About Those 'Eternally Rising' Corporate Profits

 | Jun 06, 2014 10:53AM ET

If corporate profits decline, what will hold up the market's lofty valuations other than the tapering flood of liquidity from the Federal Reserve?

I have often noted that profits of global U.S. corporations have been boosted by the weak US Dollar. In a weak-dollar environment, a company need not sell more goods or services or expand margins to book more profit: all a corporation needs to do is book profits earned in other currencies in dollars.


When the euro and the dollar (EUR/USD) were 1-to-1 back in the early 2000s, 100 euros of profit converted to $100 when stated in dollars. With the euro around $1.36, the same 100 euros of profit earned by the U.S. corporation in Europe converted to a $136 in profit when stated in dollars--a hefty 36% premium gained entirely as a result of the weak dollar.

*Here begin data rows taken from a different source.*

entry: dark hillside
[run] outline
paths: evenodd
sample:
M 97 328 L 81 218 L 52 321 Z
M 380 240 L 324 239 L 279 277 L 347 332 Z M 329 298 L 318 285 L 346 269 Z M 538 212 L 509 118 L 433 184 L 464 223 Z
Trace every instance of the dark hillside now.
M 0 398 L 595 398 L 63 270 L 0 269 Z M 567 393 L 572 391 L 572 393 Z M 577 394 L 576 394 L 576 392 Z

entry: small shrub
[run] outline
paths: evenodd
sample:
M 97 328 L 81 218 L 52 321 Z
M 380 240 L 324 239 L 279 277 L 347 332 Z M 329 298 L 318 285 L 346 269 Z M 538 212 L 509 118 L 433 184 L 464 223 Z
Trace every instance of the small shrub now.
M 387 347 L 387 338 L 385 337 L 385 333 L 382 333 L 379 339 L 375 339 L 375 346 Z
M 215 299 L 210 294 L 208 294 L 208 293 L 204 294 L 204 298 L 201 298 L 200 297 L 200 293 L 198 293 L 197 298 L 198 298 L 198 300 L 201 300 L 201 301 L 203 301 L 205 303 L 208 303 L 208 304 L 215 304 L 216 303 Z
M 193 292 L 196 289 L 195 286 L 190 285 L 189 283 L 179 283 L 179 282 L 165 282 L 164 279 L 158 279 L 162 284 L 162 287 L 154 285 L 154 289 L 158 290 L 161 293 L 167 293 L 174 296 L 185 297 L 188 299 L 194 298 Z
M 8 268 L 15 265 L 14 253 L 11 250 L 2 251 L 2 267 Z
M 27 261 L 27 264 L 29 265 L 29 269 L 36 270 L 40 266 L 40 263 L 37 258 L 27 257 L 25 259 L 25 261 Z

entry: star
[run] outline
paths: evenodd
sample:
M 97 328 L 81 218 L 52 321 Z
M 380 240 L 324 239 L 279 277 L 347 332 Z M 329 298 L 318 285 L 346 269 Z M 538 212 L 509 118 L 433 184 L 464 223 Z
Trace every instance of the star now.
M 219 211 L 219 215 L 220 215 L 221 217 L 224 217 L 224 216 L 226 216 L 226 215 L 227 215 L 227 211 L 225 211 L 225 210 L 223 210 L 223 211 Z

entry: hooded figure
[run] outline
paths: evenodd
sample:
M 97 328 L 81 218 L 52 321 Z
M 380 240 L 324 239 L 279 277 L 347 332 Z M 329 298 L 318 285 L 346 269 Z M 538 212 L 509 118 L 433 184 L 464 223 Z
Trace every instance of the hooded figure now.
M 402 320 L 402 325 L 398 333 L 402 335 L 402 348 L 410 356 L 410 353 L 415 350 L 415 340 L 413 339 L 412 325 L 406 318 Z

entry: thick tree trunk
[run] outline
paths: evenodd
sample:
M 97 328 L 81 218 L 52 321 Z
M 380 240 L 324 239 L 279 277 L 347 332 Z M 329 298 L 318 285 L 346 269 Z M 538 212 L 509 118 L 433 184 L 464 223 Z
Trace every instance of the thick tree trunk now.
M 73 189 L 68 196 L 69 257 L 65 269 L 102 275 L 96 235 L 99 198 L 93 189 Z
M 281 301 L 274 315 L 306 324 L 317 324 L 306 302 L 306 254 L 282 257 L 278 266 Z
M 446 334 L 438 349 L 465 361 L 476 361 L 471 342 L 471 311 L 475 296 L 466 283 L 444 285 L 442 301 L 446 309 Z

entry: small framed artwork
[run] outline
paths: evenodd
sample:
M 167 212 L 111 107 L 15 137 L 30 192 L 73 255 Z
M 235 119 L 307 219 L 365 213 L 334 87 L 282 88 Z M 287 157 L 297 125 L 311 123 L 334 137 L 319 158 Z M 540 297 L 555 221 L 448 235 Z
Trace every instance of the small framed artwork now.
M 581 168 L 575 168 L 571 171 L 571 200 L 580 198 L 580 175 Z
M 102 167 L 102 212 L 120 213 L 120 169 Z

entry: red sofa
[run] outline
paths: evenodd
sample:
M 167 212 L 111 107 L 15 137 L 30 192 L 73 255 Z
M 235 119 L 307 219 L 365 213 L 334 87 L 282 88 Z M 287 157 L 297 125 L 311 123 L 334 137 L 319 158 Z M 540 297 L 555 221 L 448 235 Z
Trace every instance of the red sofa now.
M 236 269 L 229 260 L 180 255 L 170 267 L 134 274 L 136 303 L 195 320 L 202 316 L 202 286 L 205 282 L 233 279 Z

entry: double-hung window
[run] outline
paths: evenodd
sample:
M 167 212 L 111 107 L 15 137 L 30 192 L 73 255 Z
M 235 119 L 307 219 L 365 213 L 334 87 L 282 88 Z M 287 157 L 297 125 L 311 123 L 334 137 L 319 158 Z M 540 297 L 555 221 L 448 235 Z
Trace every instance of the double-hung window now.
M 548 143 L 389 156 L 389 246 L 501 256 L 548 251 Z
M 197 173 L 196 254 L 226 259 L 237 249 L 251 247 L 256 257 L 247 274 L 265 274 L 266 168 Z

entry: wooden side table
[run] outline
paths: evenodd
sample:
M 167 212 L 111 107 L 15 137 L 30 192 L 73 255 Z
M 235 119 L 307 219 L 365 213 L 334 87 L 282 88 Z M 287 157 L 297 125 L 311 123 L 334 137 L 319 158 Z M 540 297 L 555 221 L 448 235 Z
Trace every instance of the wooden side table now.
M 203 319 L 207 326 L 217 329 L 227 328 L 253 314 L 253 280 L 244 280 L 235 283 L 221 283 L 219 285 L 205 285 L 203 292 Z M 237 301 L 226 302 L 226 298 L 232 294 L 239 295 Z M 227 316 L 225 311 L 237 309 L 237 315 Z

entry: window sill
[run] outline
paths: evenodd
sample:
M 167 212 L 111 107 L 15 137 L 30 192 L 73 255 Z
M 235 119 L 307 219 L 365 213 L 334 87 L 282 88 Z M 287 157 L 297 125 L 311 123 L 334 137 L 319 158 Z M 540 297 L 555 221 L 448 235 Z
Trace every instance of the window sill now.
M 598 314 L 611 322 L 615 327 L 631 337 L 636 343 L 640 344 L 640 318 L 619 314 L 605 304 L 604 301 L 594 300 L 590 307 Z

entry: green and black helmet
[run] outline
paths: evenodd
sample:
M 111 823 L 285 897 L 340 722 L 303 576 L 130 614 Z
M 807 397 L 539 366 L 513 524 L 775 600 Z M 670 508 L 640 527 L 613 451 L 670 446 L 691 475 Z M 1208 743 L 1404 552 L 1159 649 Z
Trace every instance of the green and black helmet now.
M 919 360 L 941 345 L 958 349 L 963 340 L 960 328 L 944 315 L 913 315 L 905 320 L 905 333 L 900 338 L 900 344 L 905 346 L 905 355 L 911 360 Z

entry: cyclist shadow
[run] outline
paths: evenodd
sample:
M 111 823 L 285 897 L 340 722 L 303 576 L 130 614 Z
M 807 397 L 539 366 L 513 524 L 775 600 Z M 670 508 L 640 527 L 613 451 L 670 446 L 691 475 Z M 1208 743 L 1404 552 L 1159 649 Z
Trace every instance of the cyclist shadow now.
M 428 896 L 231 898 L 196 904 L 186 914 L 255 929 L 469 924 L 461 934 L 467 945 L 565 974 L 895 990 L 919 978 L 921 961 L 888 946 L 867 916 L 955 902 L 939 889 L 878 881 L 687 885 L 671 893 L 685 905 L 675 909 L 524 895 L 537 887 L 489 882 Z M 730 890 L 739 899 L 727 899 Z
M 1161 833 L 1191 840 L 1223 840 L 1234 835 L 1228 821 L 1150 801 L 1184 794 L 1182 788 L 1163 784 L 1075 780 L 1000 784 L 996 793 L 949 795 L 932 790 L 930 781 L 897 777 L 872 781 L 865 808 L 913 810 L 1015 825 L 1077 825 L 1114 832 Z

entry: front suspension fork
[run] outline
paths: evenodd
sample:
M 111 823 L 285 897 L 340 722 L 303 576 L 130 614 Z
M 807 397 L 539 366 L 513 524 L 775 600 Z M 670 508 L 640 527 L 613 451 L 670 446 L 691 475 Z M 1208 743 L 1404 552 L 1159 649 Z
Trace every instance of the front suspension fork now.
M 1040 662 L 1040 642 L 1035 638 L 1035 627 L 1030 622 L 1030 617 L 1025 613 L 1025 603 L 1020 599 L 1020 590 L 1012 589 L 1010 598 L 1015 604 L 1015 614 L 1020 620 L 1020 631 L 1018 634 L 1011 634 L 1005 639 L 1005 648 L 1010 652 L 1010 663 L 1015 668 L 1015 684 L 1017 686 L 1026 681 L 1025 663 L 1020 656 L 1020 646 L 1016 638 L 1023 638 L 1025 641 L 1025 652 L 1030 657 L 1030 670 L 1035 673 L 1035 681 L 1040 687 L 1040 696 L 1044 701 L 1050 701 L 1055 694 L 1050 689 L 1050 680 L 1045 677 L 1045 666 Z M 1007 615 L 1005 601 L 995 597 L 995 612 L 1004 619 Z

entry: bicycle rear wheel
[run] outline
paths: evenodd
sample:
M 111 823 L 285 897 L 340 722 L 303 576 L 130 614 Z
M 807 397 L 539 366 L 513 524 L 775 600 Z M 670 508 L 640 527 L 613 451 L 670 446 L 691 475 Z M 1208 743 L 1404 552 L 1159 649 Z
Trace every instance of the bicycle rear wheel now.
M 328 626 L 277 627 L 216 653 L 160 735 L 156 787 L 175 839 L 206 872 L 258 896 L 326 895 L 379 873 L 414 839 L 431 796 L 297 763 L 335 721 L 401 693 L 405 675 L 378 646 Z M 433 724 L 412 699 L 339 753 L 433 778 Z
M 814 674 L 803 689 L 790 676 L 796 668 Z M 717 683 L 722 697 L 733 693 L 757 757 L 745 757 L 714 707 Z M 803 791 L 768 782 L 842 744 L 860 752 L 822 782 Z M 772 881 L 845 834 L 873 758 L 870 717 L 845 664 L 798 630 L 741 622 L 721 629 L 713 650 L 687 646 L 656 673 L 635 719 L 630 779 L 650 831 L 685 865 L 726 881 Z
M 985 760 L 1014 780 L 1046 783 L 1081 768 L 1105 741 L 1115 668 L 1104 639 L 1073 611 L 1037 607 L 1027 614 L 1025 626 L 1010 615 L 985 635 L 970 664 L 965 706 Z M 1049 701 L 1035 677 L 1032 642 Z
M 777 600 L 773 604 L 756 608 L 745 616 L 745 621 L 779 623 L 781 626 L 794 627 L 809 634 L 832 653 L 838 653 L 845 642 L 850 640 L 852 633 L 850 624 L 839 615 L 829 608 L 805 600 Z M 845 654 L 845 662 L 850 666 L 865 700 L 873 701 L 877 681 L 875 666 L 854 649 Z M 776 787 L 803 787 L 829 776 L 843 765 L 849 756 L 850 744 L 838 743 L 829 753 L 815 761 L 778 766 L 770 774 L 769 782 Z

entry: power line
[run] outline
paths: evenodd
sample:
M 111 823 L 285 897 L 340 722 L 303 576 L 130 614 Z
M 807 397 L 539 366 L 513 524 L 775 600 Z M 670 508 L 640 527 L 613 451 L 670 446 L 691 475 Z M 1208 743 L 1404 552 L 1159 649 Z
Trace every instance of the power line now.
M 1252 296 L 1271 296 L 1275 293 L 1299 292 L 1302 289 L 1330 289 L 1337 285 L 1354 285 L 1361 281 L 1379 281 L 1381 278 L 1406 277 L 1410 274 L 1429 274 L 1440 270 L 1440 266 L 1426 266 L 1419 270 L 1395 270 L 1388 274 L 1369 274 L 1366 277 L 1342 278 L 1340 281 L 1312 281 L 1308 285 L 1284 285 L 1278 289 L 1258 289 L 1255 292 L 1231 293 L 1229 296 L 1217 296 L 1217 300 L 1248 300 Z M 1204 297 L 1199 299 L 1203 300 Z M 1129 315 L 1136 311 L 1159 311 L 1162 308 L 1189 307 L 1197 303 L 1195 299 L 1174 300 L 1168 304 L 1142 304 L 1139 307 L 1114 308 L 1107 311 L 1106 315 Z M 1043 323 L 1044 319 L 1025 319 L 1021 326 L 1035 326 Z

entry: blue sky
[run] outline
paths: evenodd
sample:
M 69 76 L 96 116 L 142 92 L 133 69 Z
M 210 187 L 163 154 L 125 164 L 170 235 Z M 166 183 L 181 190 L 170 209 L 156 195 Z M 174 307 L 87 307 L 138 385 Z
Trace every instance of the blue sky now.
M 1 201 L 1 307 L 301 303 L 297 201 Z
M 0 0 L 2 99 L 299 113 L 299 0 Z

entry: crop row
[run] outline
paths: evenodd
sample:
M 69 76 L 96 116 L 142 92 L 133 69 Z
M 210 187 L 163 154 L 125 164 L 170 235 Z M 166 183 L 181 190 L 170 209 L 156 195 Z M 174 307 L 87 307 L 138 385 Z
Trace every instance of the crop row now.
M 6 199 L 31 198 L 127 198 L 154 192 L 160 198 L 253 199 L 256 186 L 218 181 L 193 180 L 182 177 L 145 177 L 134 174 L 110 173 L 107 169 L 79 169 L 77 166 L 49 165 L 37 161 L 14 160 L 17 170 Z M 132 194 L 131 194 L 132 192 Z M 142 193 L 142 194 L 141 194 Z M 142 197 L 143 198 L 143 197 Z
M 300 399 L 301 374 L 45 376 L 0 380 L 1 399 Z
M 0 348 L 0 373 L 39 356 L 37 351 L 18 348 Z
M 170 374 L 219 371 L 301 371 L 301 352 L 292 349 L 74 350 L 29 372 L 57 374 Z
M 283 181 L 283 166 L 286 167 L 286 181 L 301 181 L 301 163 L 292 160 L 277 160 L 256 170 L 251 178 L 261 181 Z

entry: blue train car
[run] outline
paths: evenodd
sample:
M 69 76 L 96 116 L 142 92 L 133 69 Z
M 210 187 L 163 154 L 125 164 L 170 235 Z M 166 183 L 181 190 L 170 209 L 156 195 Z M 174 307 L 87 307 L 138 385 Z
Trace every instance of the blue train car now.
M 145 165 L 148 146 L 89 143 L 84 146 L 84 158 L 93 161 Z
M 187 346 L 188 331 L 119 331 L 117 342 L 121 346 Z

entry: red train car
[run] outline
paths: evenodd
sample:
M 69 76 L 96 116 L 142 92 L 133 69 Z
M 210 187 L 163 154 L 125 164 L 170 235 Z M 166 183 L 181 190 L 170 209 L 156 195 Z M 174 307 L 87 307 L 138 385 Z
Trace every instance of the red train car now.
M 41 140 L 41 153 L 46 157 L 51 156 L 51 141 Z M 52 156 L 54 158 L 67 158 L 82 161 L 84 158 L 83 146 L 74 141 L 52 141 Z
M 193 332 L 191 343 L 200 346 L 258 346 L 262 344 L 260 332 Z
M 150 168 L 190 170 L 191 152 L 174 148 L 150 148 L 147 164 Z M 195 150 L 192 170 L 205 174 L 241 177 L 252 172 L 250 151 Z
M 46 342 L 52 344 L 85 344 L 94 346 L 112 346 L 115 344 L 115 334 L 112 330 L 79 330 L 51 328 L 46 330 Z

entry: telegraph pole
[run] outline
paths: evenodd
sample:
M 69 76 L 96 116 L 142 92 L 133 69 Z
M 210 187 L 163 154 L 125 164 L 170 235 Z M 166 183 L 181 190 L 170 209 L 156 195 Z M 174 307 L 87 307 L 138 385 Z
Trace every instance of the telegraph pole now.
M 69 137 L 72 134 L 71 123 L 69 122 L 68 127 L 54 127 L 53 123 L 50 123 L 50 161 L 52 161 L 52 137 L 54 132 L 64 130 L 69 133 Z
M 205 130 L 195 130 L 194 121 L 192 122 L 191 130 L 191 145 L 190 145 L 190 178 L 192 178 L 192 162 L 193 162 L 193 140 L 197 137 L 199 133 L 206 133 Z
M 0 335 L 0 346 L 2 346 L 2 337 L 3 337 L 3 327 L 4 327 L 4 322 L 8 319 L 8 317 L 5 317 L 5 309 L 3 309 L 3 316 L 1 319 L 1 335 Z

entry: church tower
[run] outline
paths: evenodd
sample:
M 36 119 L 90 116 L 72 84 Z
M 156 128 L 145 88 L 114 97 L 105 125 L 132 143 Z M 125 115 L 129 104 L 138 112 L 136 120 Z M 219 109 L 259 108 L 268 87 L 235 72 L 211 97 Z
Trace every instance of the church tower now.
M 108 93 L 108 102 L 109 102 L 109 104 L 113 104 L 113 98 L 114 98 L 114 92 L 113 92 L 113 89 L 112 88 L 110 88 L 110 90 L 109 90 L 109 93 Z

This explains why the Fed has been so keen to trash the dollar: it magically increases corporate profits and thus drives stocks higher. The mainstream financial media's explanation for the weak-dollar policy is that the Fed is anxious to increase exports, but this is a sideshow; exports make up less than 9% of the U.S. GDP. The real action is in corporate profits, which thanks to the weak dollar are near all-time highs of $2 trillion, about 12% of the nation's entire GDP.